We recently needed to update both Ruby and Rails in our Rivals project to deal with depreciation and unsupported features due to version updates. The problem was that both Ruby and Rails must be updated at the exact same time because of the way the dependencies cross. There was no way to do one and then the other.
When you attempt an update of this complexity there are bound to be some hiccups. As a result, the Rails update led to a lot of interesting debugging.
Debugging is the process of removing errors from computer hardware or software. This is a critical skill for developing software. No matter what software you work on, you will inevitably find yourself in a situation where debugging is needed, and quickly.

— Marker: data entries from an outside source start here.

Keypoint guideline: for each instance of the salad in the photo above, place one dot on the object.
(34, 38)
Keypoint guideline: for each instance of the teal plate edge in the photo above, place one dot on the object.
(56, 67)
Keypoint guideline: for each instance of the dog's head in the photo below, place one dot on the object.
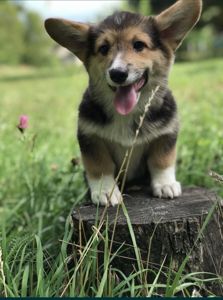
(126, 52)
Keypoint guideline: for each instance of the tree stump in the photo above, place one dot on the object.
(164, 230)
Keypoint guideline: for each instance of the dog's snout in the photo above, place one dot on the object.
(118, 75)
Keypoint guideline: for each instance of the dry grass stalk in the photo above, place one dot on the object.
(2, 272)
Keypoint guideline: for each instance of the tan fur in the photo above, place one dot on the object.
(175, 22)
(110, 137)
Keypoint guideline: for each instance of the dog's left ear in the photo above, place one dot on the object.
(71, 35)
(175, 22)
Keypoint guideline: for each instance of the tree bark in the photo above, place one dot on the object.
(164, 230)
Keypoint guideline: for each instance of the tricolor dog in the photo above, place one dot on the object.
(127, 56)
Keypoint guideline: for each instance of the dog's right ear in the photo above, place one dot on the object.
(71, 35)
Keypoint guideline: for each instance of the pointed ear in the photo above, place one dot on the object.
(71, 35)
(175, 22)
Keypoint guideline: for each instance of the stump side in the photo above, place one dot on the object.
(145, 209)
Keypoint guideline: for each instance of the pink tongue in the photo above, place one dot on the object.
(125, 99)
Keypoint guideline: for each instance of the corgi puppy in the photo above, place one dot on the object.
(127, 56)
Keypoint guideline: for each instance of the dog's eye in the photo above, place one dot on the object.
(139, 46)
(104, 49)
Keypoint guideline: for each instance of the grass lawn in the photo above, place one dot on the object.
(39, 186)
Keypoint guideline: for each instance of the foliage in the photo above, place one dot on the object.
(37, 42)
(205, 40)
(22, 37)
(39, 186)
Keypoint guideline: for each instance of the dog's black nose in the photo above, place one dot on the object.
(118, 75)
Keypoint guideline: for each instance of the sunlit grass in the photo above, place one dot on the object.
(39, 186)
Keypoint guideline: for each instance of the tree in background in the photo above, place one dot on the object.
(11, 34)
(205, 40)
(37, 43)
(22, 36)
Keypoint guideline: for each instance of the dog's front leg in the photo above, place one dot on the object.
(100, 170)
(161, 163)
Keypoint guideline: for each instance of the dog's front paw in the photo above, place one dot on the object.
(105, 191)
(166, 190)
(106, 197)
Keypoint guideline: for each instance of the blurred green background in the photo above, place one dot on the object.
(23, 40)
(38, 184)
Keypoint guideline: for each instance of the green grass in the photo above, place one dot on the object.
(39, 186)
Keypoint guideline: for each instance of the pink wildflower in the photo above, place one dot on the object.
(23, 123)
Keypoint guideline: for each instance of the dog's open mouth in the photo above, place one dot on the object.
(126, 97)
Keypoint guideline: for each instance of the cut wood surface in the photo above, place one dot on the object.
(165, 229)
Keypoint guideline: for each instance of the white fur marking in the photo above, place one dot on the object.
(105, 191)
(164, 183)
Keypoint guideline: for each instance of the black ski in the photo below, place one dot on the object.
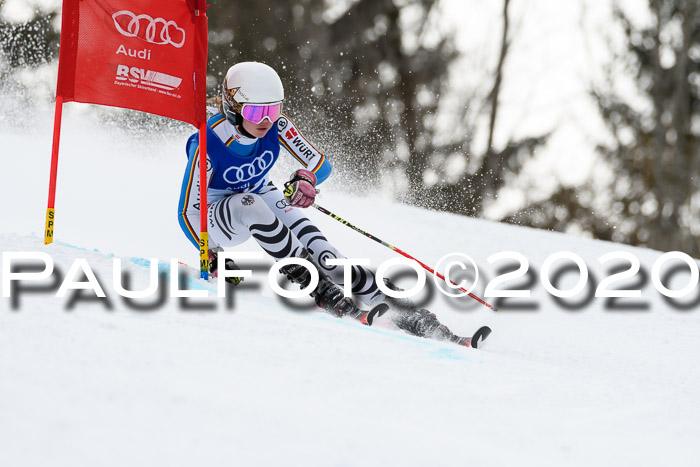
(480, 336)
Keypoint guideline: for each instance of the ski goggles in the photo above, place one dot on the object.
(256, 113)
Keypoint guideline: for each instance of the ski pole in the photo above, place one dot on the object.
(392, 247)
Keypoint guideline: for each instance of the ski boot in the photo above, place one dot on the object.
(327, 294)
(229, 266)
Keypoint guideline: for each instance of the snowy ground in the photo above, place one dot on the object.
(96, 382)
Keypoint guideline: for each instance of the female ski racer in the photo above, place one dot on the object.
(243, 143)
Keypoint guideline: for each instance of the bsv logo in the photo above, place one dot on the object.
(153, 30)
(151, 78)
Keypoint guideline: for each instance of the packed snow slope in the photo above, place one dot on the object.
(254, 380)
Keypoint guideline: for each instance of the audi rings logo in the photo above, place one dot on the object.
(249, 171)
(154, 30)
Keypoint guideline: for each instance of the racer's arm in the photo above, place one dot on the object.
(302, 150)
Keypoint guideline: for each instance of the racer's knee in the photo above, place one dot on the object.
(253, 210)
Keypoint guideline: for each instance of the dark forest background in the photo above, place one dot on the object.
(368, 77)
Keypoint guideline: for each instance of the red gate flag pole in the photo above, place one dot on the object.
(147, 55)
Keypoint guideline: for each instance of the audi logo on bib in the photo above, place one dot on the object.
(153, 30)
(245, 172)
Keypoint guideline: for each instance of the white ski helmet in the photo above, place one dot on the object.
(251, 83)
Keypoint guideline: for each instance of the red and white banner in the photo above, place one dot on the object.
(147, 55)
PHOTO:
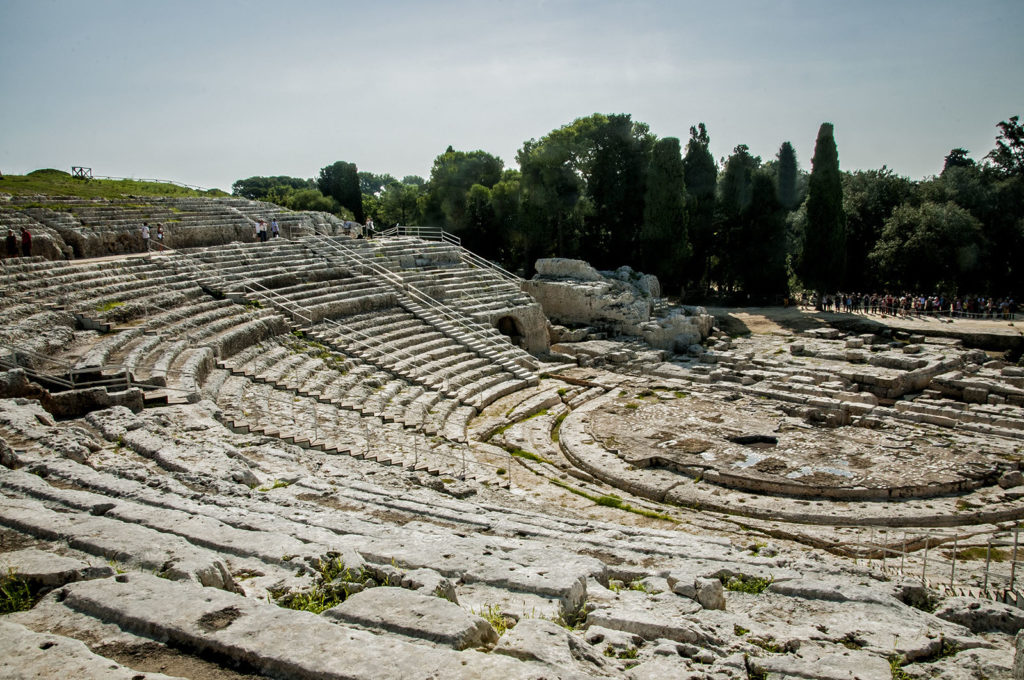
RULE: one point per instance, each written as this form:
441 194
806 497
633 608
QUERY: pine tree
823 258
699 175
665 245
786 188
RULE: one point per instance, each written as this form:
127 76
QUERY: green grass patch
15 595
611 501
528 455
278 483
107 306
896 668
768 644
747 584
57 182
556 428
499 621
332 588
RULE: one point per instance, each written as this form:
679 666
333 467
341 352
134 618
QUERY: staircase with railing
481 339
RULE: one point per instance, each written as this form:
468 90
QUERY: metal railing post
988 561
1013 563
924 566
952 569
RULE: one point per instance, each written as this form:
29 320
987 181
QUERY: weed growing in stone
334 585
768 644
278 483
107 306
14 594
625 653
612 502
896 668
493 614
745 584
528 455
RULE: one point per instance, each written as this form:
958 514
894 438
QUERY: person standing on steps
11 244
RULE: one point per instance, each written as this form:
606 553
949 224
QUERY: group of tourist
146 237
976 306
11 249
261 231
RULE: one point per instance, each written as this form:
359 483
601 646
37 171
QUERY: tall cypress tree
665 245
341 181
823 258
786 188
699 175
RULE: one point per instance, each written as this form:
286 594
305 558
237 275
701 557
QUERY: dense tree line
605 189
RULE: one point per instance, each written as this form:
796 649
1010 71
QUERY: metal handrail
425 232
298 312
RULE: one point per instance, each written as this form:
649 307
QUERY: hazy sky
212 91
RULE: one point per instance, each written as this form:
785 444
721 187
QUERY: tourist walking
11 244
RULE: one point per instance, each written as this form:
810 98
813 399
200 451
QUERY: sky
217 90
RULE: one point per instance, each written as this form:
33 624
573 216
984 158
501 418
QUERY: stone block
414 614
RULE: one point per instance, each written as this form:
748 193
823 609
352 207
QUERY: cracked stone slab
49 570
414 614
29 655
275 641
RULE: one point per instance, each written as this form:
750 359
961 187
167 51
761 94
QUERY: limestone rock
710 593
981 615
544 641
430 582
819 663
414 614
1011 479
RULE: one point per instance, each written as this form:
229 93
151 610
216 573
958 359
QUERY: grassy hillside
57 182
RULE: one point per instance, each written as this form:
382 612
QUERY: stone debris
333 447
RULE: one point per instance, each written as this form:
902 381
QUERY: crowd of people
974 306
12 243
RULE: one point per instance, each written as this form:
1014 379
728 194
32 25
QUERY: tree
257 188
310 199
735 190
371 184
664 241
868 199
340 180
699 176
957 158
451 178
823 258
1008 157
787 171
398 204
932 246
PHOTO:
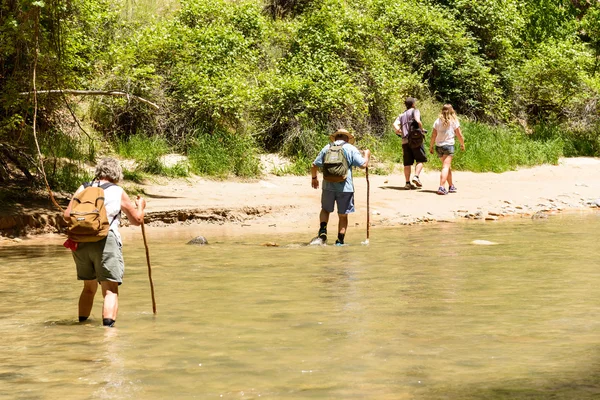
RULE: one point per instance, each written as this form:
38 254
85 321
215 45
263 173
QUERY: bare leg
110 292
343 223
407 169
324 216
418 169
446 163
86 299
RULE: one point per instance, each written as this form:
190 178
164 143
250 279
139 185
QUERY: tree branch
93 93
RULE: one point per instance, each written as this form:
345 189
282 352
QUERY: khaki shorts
101 261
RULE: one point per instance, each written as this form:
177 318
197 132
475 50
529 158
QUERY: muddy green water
418 314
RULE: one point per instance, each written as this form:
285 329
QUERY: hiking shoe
417 181
323 235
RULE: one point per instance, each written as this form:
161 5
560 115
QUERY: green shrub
222 154
500 149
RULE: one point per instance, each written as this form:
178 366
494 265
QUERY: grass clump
147 152
499 149
223 153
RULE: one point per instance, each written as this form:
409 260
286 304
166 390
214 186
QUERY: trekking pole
149 269
366 242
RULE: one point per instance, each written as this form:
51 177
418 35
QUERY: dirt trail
288 204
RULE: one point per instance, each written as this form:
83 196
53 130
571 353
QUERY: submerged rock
198 240
483 242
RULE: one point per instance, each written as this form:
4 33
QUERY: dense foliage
233 78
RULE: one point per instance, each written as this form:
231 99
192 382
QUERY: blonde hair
448 115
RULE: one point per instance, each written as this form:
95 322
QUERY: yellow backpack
88 221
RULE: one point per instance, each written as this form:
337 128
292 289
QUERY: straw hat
342 132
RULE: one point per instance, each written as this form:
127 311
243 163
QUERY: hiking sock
108 322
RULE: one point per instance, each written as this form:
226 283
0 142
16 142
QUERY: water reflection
421 313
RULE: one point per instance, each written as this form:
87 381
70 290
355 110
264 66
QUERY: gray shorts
447 150
102 261
344 201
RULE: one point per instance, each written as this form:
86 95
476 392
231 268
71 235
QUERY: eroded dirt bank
288 204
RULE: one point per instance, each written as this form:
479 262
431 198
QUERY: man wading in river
337 159
97 254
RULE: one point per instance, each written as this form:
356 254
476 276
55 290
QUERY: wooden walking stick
149 269
366 242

Let’s look at a few examples of debugging situations in Ruby and Rails:
A Simple Example
The following image is a stack trace from Rails:
As you can see at the top of the notification, we have a runtime error at Totally legit bug. The top of the stack trace is pointing us to ContentsController, line 37.

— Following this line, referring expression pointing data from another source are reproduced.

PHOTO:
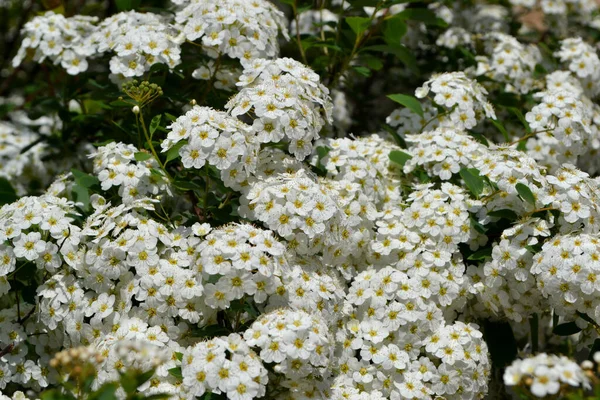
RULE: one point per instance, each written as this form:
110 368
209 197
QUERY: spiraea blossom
64 41
138 41
206 136
239 29
463 98
287 100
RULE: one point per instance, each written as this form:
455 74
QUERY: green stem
149 141
534 329
298 40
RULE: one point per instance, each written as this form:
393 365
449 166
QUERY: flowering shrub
363 199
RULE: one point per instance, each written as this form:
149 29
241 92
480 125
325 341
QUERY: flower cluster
297 343
287 101
116 165
545 374
511 62
462 97
241 260
298 209
213 137
139 41
64 41
224 365
239 29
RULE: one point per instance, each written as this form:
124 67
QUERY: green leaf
422 14
481 254
399 157
142 156
358 24
473 180
595 348
173 152
399 51
408 101
84 180
176 372
521 118
362 70
126 5
155 123
394 30
525 193
501 128
55 394
504 213
566 329
7 192
105 392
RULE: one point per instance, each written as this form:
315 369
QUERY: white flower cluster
64 41
583 62
218 139
241 260
139 41
312 21
568 274
37 230
299 209
239 29
396 342
225 76
443 152
364 161
564 120
224 365
463 98
287 101
116 165
297 343
511 62
407 122
545 374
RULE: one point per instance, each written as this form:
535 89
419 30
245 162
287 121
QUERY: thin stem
434 118
530 135
206 189
298 40
149 141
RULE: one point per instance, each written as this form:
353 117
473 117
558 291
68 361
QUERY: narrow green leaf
422 14
142 156
521 118
176 372
566 329
173 152
525 193
399 157
394 30
83 179
362 70
105 392
126 5
358 24
504 213
473 180
7 192
481 254
155 123
407 101
501 128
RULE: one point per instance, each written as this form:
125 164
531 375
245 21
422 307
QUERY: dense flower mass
255 199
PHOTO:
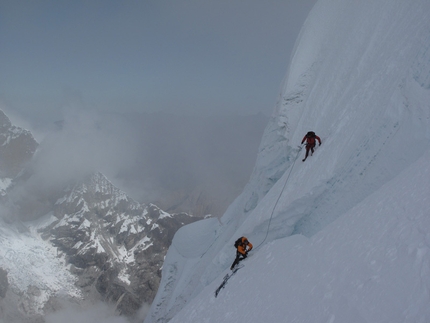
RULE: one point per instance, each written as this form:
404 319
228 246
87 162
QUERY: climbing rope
279 197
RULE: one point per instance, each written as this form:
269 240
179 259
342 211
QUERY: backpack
310 134
238 242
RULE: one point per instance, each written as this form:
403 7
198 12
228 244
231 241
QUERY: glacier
344 236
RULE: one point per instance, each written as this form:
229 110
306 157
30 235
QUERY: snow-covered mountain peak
358 78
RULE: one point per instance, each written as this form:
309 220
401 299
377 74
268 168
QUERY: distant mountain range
94 242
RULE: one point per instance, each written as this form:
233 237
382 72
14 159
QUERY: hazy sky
186 56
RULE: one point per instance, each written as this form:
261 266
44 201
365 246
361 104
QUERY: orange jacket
311 140
244 245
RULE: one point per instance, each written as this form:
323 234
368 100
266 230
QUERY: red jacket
310 141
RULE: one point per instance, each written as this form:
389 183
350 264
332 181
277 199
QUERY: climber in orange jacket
310 142
243 247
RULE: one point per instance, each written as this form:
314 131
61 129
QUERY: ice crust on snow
342 237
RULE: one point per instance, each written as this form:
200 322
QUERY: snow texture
344 236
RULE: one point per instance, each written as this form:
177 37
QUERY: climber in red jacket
310 142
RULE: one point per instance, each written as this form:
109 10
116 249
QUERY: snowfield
370 265
344 236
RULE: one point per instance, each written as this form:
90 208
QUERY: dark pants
239 257
311 148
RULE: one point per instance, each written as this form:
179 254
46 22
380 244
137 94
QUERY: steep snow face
359 78
370 265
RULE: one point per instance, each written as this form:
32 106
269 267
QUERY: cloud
95 314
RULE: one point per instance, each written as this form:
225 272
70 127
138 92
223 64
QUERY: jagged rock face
116 246
113 245
17 146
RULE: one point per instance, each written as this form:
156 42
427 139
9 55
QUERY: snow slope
341 237
370 265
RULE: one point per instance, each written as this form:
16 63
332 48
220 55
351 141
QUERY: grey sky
190 56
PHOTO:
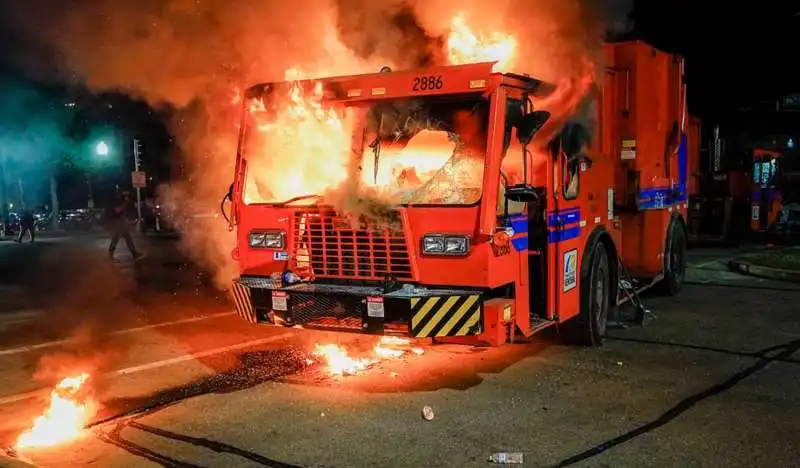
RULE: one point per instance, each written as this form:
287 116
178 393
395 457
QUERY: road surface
713 380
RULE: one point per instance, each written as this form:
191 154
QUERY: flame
66 417
340 363
465 46
301 149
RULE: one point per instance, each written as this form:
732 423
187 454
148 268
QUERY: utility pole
137 164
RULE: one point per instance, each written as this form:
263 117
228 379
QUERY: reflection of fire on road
339 361
71 408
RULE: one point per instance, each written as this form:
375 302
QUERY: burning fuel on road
70 410
340 363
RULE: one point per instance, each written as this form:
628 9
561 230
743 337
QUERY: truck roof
441 80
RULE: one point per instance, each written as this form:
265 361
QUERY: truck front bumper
414 312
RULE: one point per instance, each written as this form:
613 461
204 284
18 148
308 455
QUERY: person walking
27 223
117 223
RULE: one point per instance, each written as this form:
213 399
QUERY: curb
7 460
747 268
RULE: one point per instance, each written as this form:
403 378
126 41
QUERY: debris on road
507 458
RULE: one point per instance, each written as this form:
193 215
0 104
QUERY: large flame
303 147
69 411
341 363
303 144
465 46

If you go to line 37 in the code, you can see that it’s raising Totally legit bug for us:
That’s a very simple example. Most of the errors you see in day-to-day debugging are a bit more complicated.
Deeper Down the Rabbit Hole
In the example below, we once again have a stack trace. However, unlike the previous example, this stack trace shows multiple ContentsController callouts:
In this example, how do you know where the error actually occurred?
This is the issue with debugging as it gets more complicated: It’s not always clear where the issue actually lies. In this case, if we start by looking at the very top of the stack trace, ContentsController, line 214, we discover that there’s no bug in line 214:
Line 157 is the actual cause of the error:
In this example, line 157 is passing nil for the number of max-loaded articles, so line 214 is showing an error when it receives the unexpected nil value.
When the top of the stack trace isn’t directly the source of the error, it makes it harder to track down where the issue actually lies.
This is a case that I directly ran into during the Ruby and Rails upgrade:
As you can see, the erroring line is actually completely fine, and nothing else in the stack trace points to what is wrong.
Looking at line 10, there’s one argument, a call to asset URL, and we’re passing one argument. However, we are receiving an error about the argument that says: wrong number of arguments (given 3, expected 1..2).
Why do we have a mismatch between what the code looks like and the error we are receiving? This is where it gets complicated.
To find the solution to this debugging mystery, I took the following steps:
Step 1. Google & Stack Overflow: I searched Google and Stack Overflow for someone who had the same issue. There’s no reason to reinvent the wheel if someone else already found a solution. However, as I discovered, if you can’t find someone else who had a similar problem, then you have to get more adventurous and strike out on your own.
Step 2. Add Debugging Code to Dependencies: Adding debugging code into the dependencies can give you a better understanding of what’s going on. This is a solution you can’t use in all languages. In the case above, this helped me eliminate some dependencies that weren’t the issue, but it didn’t identify the root cause of the issue.
Step 3: Downgrade Whack-A-Mole. The problem began during the upgrades, so it stood to reason that one of the upgrades may have caused the issue. I had some idea about which section of the code was problematic, so I started downgrading areas that directly linked to that section of code.
In this case, the haml gem ended up being the issue. The upgrading process introduced a bug and it didn’t allow the haml gem to play nicely with others.
Thankfully, this haml gem wasn’t necessary for upgrading, so I was able to downgrade it and get everything working properly.
Let’s discuss the internals of Ruby and another error I encountered during our upgrades. The following error was thrown by the test suite, rather than the application directly:
This error is saying invalid domain error, example.com. This error is strange, but when you look at how the test is set up, we have example.com allowed for the test suite because we run on non-application domains during the test suite:
I began Googling the issue and found someone who was having the exact same issue as us. The recommended solution was to upgrade the “cgi” gem to version 0.3.6. However, we don’t use the cgi gem in the Rails application.
Ruby uses two files to keep track of the dependencies that the application uses:
- Gemfile: Used for dependencies you explicitly depend on.
- Gemfile.lock: Used for gemfile dependencies PLUS all of the required sub-dependencies.
Our application doesn’t have any trace of “cgi” in either of these files. So how do we upgrade cgi when we’re not using cgi? It turns out that Ruby has certain “default” gems that are the core part of its install and cgi is one of them. So, while we weren’t technically depending on cgi, it was being implicitly used by our application.
We were able to solve the error by explicitly adding “cgi” version 0.3.6 to the gemfile, just as the other user suggested:
As you can see from these examples, sometimes the debugging process goes in really weird directions and you never know what you’re going to get. Though this project’s upgrade has been fraught with debugging issues, I hope that our solutions will prove to be inspiration for other people who encounter the same problems in the future.